The following is an example of a complete Nginx vhost:
server {
server_name comics.example.com;
listen 443 ssl http2;
listen [::]:443 ssl http2;
access_log /srv/comics.example.com/htlogs/nginx-access.log;
error_log /srv/comics.example.com/htlogs/nginx-error.log error;
ssl_certificate /etc/letsencrypt/live/comics.example.com/fullchain.pem;
ssl_certificate_key /etc/letsencrypt/live/comics.example.com/privkey.pem;
location /media {
root /srv/comics.example.com/htdocs;
expires max;
}
location /static {
root /srv/comics.example.com/htdocs;
expires max;
location ~* \/fonts\/ {
add_header Access-Control-Allow-Origin *;
}
}
location / {
proxy_pass_header Server;
proxy_set_header Host $http_host;
proxy_redirect off;
proxy_set_header X-Forwarded-For $proxy_add_x_forwarded_for;
proxy_set_header X-Forwarded-Proto $scheme;
proxy_set_header X-Scheme $scheme;
proxy_connect_timeout 10;
proxy_read_timeout 30;
proxy_pass http://localhost:8000/;
}
}
For details, please refer to the documentation of the Nginx project.
Collecting static files
When you’re not running in development mode, you’ll need to collect the static
files from all apps into the STATIC_ROOT. To do this, run:
uv run comics collectstatic
You have to rerun this command every time you deploy changes to graphics, CSS and JavaScript. For more details, see the Django documentation on staticfiles.
Example cronjob
To get new comics releases, you should run get_releases regularly. In
addition, you should run clearsessions to clear expired user sessions.
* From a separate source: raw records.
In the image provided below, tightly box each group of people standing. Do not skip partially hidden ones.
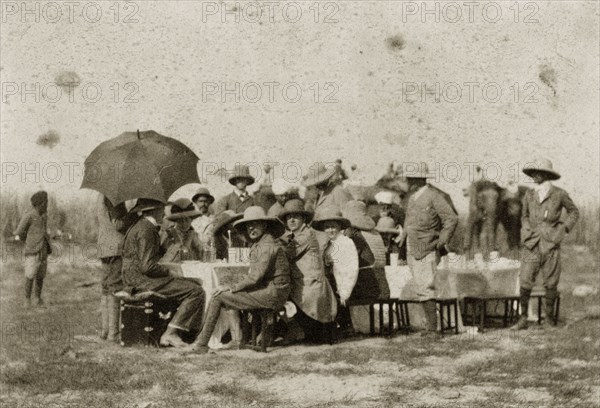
[16,157,578,352]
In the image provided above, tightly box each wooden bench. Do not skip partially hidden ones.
[390,298,458,336]
[346,299,394,336]
[463,295,519,333]
[530,288,560,324]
One way is to use cron e.g. by placing the following in
/etc/cron.d/comics:
MAILTO=comics@example.com
1 * * * * comics-user cd /srv/comics.example.com/app && uv run comics get_releases -v0
1 3 * * * comics-user cd /srv/comics.example.com/app && uv run comics clearsessions -v0
By setting MAILTO any exceptions raised by the comic crawlers will be sent
by mail to the given mail address. 1 * * * * specifies that the command
should be run 1 minute past every hour.